No crisis is forever

Gwen, age 52, thought her boss had summoned her to his office to tell her that he could finally hire her permanently, as they’d discussed, because she’d done such good work all year in a temporary contract assignment. Instead, he said he was sorry. He had to let her go that day, due to the state budget impasse.

Gwen was stunned. She had always taken care of herself and her two daughters, and she depended on that job. She had rented a new home three months earlier, confident that she would be hired. With the holidays coming, it was not a good time to look for work. She didn’t know how she would pay the rent or even keep food on the table. Her worst fears were realized just before Christmas, when she was served with a 10-day eviction notice. She was sick and exhausted from stress, and her girls were devastated.

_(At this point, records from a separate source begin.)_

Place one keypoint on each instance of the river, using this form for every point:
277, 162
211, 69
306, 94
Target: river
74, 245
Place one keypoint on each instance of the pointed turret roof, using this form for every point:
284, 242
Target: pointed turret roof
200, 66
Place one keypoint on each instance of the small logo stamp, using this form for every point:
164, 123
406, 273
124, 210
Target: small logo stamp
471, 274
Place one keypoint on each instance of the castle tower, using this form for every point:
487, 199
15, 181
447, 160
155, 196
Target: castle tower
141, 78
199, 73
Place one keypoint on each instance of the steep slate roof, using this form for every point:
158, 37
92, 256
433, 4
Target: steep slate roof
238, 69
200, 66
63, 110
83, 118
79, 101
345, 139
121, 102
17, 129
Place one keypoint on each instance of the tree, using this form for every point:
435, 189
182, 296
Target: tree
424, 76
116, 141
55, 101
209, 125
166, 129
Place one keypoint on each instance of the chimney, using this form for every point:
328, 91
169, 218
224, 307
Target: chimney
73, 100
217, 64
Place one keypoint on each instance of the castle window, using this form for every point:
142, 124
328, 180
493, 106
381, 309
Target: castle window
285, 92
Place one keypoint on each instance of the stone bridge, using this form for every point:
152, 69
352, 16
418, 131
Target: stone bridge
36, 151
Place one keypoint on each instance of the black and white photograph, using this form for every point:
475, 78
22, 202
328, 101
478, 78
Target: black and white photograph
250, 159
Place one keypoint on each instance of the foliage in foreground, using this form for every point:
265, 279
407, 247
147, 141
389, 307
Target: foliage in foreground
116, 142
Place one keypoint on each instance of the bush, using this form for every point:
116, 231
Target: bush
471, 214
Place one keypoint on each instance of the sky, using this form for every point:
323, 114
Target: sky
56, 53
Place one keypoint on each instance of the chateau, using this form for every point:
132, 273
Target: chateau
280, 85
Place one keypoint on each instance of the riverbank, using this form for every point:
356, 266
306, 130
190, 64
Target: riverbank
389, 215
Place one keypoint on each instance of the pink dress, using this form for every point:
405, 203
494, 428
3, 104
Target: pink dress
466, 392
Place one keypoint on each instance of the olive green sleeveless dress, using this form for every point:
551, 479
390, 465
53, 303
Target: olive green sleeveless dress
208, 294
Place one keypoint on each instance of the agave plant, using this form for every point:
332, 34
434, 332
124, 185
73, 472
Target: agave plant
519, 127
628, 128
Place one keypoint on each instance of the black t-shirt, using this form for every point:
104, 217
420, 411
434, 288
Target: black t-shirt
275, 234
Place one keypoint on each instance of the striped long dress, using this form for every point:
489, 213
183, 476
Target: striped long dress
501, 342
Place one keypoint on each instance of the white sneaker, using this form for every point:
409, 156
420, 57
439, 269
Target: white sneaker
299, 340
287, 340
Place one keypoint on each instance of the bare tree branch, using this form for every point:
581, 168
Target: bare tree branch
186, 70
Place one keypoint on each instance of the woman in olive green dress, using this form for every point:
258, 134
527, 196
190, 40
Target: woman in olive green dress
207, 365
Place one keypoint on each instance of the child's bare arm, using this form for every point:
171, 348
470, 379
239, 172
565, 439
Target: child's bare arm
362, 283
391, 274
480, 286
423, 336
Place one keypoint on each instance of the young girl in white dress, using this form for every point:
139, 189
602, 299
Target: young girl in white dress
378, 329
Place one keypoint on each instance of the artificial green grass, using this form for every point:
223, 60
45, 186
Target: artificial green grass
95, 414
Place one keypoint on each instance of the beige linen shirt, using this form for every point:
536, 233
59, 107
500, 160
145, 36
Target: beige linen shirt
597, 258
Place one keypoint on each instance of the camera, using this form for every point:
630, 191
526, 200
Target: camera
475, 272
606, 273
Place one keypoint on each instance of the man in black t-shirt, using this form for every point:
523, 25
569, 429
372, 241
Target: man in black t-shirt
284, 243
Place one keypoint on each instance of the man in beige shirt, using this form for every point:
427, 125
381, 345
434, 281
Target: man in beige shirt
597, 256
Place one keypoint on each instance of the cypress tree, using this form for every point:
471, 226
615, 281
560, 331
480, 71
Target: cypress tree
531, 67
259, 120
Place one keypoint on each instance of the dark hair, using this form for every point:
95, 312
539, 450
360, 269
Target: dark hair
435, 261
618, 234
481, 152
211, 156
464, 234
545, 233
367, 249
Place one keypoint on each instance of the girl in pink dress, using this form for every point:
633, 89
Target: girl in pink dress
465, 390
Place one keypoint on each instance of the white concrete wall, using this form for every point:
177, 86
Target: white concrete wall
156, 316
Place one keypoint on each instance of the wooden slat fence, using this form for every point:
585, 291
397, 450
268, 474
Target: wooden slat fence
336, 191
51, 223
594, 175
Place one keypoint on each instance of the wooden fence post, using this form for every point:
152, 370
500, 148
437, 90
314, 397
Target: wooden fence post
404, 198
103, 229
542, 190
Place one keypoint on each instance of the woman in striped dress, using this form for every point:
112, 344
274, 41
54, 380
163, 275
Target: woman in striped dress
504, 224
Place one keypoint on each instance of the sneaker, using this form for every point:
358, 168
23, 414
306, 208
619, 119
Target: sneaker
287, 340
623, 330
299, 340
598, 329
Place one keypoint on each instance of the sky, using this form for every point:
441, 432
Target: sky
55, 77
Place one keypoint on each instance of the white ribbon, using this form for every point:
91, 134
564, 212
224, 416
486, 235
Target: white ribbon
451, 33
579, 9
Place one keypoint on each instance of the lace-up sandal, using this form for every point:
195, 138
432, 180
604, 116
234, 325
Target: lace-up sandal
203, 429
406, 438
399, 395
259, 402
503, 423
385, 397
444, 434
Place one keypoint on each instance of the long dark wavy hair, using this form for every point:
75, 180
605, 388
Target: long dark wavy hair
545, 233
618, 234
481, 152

Gwen’s despair turned to hope when she called PA 2-1-1 Southwest and was connected with a United Way-funded program for women in first-time financial crisis that paid her past-due rent and penalties from the Emergency Basic Needs Fund. A few weeks later, she found a promising new job. She’s relieved and grateful. She’s saving and planning for contingencies now, and she wants to help other women to learn from her experience. “PA 2-1-1 Southwest helped me realize that no crisis is forever. But if we sink, our children sink. Help is out there. We just need to ask, and move forward.”